Bien sûr, c’est sur le territoire national que Joe Biden devra d’abord présenter des actions et quelques victoires : la priorité appartient au vaccin contre une pandémie qui a déjà fait des ravages sanitaires et économiques. Il est inutile de souligner l’ampleur de la tâche : l’Amérique a cent fois prouvé que, quand elle le veut, elle peur sortir assez vite d’une crise et il est courant de dire que le rebond économique sera encourageant cette année. La campagne vaccinale américaine commence avec un gros retard, dû à l’inanité de la politique sanitaire de Donald Trump, mais elle va rapidement gagner tous les États et dépassera les prouesses d’israël en la matière. Il n’a fallu ni cent jours ni dix pour que Biden plaque un moratoire sur la construction du mur avec le Mexique, pour qu’il allège sensiblement les règles régissant l’immigration et il presse le Congrès d’adopter son plan de relance de 1 900 milliards de dollars qui devrait passer sans encombre. Il a déjà lancé des signaux aux Européens, notamment à Emmanuel Macron : les deux présidents se sont parlé dimanche au téléphone, le Français approuvant sans réserves le travail déjà accompli par M. Biden.

Un homme d’expérience.

Joe Biden, en réalité, va plus vite que la musique. Il a rendu leur place aux États-Unis dans la conférence de Paris sur le climat et à l’Organisation mondiale de la santé (OMS).
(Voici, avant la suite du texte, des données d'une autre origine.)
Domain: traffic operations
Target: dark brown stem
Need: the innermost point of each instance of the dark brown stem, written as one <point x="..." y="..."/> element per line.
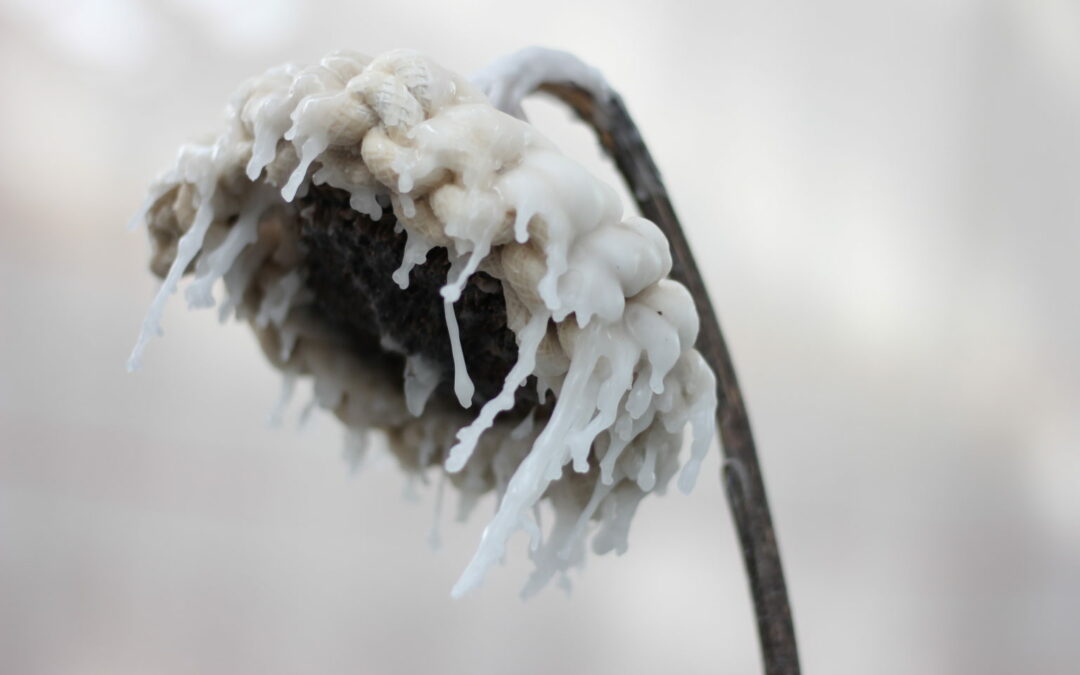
<point x="742" y="474"/>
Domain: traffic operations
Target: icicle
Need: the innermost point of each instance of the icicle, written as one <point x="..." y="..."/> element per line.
<point x="534" y="474"/>
<point x="186" y="252"/>
<point x="215" y="264"/>
<point x="530" y="337"/>
<point x="702" y="421"/>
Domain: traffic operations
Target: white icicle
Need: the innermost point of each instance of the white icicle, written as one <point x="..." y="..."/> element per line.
<point x="468" y="436"/>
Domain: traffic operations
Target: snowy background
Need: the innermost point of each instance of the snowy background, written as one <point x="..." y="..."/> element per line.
<point x="883" y="198"/>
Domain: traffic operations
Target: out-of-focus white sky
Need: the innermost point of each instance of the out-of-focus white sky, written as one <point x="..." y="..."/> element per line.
<point x="882" y="196"/>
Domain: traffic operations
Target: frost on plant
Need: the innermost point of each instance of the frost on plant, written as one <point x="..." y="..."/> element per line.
<point x="603" y="378"/>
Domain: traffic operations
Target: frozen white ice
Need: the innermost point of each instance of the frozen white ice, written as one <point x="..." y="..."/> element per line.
<point x="585" y="287"/>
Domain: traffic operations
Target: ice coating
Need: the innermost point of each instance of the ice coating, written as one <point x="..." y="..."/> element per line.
<point x="596" y="321"/>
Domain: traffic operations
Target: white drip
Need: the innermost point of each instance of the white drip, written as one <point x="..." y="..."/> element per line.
<point x="500" y="199"/>
<point x="187" y="248"/>
<point x="468" y="436"/>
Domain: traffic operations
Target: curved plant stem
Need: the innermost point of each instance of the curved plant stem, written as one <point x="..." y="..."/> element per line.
<point x="742" y="474"/>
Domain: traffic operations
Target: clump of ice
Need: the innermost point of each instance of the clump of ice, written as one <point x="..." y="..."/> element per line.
<point x="585" y="288"/>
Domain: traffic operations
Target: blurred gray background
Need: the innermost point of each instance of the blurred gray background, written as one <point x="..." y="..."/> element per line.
<point x="885" y="200"/>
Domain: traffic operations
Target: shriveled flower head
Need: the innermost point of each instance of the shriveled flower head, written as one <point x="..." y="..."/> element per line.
<point x="447" y="277"/>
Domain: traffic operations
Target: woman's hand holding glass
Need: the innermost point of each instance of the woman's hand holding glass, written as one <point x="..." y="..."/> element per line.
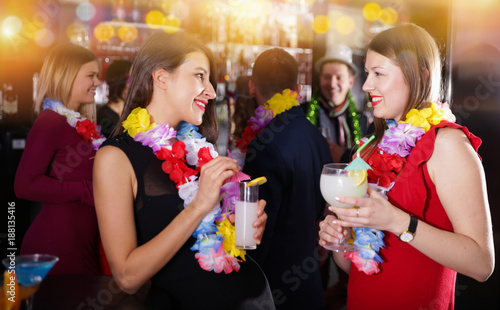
<point x="212" y="176"/>
<point x="331" y="232"/>
<point x="374" y="211"/>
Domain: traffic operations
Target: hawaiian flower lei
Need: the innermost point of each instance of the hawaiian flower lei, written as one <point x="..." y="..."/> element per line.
<point x="387" y="162"/>
<point x="215" y="240"/>
<point x="89" y="131"/>
<point x="278" y="104"/>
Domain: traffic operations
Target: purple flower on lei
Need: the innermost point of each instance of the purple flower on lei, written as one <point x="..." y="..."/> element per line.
<point x="261" y="119"/>
<point x="188" y="130"/>
<point x="368" y="237"/>
<point x="157" y="137"/>
<point x="401" y="139"/>
<point x="229" y="192"/>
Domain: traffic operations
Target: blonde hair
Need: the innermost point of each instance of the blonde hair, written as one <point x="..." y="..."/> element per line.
<point x="58" y="73"/>
<point x="415" y="52"/>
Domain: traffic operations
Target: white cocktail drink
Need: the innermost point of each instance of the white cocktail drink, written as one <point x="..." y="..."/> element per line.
<point x="333" y="185"/>
<point x="246" y="214"/>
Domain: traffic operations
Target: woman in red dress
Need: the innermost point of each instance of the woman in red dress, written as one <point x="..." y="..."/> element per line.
<point x="435" y="213"/>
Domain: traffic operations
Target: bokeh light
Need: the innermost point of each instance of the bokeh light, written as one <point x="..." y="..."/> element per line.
<point x="127" y="33"/>
<point x="371" y="11"/>
<point x="122" y="8"/>
<point x="104" y="32"/>
<point x="388" y="16"/>
<point x="180" y="9"/>
<point x="172" y="24"/>
<point x="321" y="24"/>
<point x="154" y="19"/>
<point x="76" y="32"/>
<point x="85" y="11"/>
<point x="345" y="25"/>
<point x="11" y="25"/>
<point x="166" y="5"/>
<point x="44" y="37"/>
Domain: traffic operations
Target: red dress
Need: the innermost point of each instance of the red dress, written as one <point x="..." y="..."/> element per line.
<point x="409" y="279"/>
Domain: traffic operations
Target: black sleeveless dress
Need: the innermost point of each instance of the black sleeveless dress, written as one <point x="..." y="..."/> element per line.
<point x="182" y="283"/>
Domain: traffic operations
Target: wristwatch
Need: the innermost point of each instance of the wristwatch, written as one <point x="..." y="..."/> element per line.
<point x="409" y="234"/>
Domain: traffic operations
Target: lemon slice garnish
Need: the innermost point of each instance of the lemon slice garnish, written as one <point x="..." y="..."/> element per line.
<point x="257" y="181"/>
<point x="360" y="176"/>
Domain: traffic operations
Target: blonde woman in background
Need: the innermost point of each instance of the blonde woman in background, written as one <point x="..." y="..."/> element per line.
<point x="56" y="166"/>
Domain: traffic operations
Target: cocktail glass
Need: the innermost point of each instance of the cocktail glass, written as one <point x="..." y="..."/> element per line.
<point x="336" y="181"/>
<point x="11" y="295"/>
<point x="31" y="264"/>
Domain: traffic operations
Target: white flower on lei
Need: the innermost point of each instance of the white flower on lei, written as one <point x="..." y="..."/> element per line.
<point x="72" y="117"/>
<point x="193" y="146"/>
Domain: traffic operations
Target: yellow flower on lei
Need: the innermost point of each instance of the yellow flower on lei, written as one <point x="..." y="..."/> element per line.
<point x="280" y="103"/>
<point x="226" y="229"/>
<point x="138" y="121"/>
<point x="427" y="117"/>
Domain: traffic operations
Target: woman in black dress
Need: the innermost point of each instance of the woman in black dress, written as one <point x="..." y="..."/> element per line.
<point x="145" y="226"/>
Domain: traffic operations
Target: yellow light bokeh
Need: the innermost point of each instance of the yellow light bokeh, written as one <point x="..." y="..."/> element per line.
<point x="76" y="32"/>
<point x="321" y="24"/>
<point x="104" y="32"/>
<point x="154" y="19"/>
<point x="371" y="11"/>
<point x="44" y="37"/>
<point x="345" y="25"/>
<point x="388" y="16"/>
<point x="172" y="24"/>
<point x="11" y="25"/>
<point x="127" y="33"/>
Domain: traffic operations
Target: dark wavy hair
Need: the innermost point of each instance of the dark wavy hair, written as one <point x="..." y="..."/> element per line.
<point x="416" y="53"/>
<point x="275" y="70"/>
<point x="116" y="78"/>
<point x="167" y="51"/>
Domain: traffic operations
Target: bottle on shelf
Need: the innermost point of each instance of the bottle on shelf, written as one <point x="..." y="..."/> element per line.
<point x="9" y="102"/>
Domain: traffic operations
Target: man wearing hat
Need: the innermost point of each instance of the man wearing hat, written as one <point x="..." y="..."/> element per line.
<point x="333" y="108"/>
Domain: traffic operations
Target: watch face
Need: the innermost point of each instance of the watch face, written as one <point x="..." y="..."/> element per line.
<point x="406" y="237"/>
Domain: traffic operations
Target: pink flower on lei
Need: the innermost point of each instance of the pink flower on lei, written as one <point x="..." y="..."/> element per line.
<point x="366" y="265"/>
<point x="212" y="257"/>
<point x="401" y="139"/>
<point x="157" y="137"/>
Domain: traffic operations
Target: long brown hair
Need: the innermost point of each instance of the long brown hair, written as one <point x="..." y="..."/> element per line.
<point x="167" y="51"/>
<point x="415" y="52"/>
<point x="58" y="73"/>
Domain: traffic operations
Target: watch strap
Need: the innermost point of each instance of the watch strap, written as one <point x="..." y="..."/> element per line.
<point x="413" y="224"/>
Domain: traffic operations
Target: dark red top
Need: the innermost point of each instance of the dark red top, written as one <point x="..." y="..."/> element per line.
<point x="56" y="170"/>
<point x="409" y="279"/>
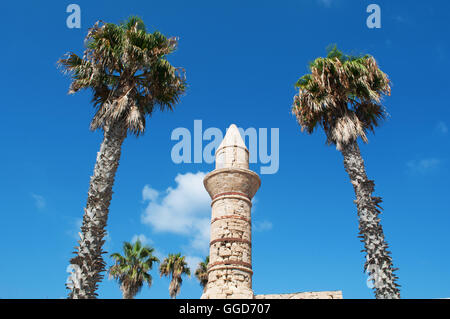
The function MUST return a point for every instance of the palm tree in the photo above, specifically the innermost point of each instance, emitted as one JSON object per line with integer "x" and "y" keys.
{"x": 127, "y": 71}
{"x": 342, "y": 94}
{"x": 202, "y": 272}
{"x": 174, "y": 266}
{"x": 132, "y": 269}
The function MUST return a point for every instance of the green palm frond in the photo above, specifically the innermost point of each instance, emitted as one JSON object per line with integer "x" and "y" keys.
{"x": 342, "y": 94}
{"x": 174, "y": 266}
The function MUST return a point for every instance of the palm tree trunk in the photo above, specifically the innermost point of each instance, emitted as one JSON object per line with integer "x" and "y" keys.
{"x": 88, "y": 263}
{"x": 378, "y": 260}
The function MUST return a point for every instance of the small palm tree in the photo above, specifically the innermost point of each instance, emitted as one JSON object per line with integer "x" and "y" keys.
{"x": 174, "y": 266}
{"x": 127, "y": 70}
{"x": 202, "y": 272}
{"x": 342, "y": 94}
{"x": 132, "y": 269}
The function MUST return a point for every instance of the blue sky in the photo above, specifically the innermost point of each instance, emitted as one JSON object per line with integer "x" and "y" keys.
{"x": 241, "y": 62}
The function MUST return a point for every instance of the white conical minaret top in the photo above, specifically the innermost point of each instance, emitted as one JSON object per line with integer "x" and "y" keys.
{"x": 232, "y": 151}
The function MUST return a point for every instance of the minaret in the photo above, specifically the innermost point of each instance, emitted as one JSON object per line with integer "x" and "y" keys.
{"x": 231, "y": 187}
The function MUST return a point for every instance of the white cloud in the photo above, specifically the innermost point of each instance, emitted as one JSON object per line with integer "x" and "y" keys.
{"x": 423, "y": 166}
{"x": 39, "y": 201}
{"x": 192, "y": 262}
{"x": 183, "y": 210}
{"x": 262, "y": 226}
{"x": 441, "y": 127}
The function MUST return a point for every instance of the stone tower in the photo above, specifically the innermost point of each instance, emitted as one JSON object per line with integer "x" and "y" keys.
{"x": 231, "y": 187}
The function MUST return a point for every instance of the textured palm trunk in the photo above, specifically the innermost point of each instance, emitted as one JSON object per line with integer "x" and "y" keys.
{"x": 88, "y": 263}
{"x": 378, "y": 260}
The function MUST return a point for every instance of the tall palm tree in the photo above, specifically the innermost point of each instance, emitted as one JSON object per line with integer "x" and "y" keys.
{"x": 202, "y": 272}
{"x": 127, "y": 70}
{"x": 132, "y": 269}
{"x": 342, "y": 94}
{"x": 174, "y": 266}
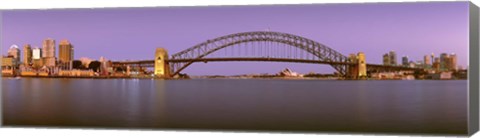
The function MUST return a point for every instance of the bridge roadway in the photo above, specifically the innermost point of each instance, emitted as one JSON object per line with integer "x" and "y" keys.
{"x": 150, "y": 63}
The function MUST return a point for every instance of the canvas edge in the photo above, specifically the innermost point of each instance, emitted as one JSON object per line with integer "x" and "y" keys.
{"x": 473, "y": 70}
{"x": 1, "y": 50}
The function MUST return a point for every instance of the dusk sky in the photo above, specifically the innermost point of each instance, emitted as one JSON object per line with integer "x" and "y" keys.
{"x": 413, "y": 29}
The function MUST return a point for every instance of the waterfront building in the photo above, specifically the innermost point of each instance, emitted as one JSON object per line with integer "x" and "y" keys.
{"x": 444, "y": 61}
{"x": 65, "y": 51}
{"x": 393, "y": 58}
{"x": 386, "y": 59}
{"x": 14, "y": 52}
{"x": 436, "y": 64}
{"x": 426, "y": 61}
{"x": 452, "y": 65}
{"x": 48, "y": 52}
{"x": 405, "y": 61}
{"x": 85, "y": 61}
{"x": 36, "y": 53}
{"x": 27, "y": 55}
{"x": 432, "y": 58}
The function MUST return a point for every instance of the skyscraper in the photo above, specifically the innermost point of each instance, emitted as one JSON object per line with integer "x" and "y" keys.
{"x": 444, "y": 61}
{"x": 405, "y": 61}
{"x": 426, "y": 60}
{"x": 65, "y": 51}
{"x": 27, "y": 55}
{"x": 37, "y": 57}
{"x": 48, "y": 52}
{"x": 36, "y": 53}
{"x": 14, "y": 52}
{"x": 436, "y": 64}
{"x": 453, "y": 62}
{"x": 386, "y": 59}
{"x": 393, "y": 58}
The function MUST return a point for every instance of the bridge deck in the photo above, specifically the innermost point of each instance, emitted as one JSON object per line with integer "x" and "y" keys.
{"x": 150, "y": 63}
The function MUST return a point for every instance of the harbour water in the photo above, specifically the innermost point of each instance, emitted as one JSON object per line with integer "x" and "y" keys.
{"x": 420, "y": 106}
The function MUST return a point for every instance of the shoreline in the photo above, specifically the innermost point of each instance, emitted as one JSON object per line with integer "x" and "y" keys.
{"x": 266, "y": 78}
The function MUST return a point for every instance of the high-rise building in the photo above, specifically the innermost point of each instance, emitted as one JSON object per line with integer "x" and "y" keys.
{"x": 37, "y": 57}
{"x": 426, "y": 60}
{"x": 27, "y": 55}
{"x": 436, "y": 64}
{"x": 452, "y": 65}
{"x": 393, "y": 58}
{"x": 65, "y": 51}
{"x": 15, "y": 53}
{"x": 48, "y": 52}
{"x": 432, "y": 58}
{"x": 405, "y": 61}
{"x": 444, "y": 61}
{"x": 36, "y": 53}
{"x": 386, "y": 59}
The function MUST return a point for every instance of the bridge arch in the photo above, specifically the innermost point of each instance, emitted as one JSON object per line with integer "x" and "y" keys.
{"x": 201, "y": 50}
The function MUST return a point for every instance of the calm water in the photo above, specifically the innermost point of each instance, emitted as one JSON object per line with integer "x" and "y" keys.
{"x": 229, "y": 104}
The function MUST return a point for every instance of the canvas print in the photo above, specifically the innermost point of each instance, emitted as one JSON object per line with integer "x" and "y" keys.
{"x": 389, "y": 68}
Il faudra plus de temps à la diplomatie américaine, dominée  désormais par cet homme d’expérience qu’est Anthony Blinken pour qu’elle apporte à une Otan incertaine la vocation qu’elle cherche dans une relative obscurité. Mais la direction est claire : le rôle de l’organisation atlantique est de maintenir la paix, en dépit de l’émergence de dictatures nombreuses et nouvelles, parfois nées du printemps arabe et parfois inspirées, comme Poutine, par la grandeur perdue de la Russie. La tâche est immense mais Poutine n’épouvante personne : la Russie décline depuis plusieurs années sur el plan économique et le danger, pour lui, c’est que les Russes, en définitive, jugent que les dénonciations du régime par Navalny sont justifiées. Le dissident vient de diffuser une vidéo montrant que le maître du Kremlin a des possessions pharaoniques dont il est incapable de justifier le financement.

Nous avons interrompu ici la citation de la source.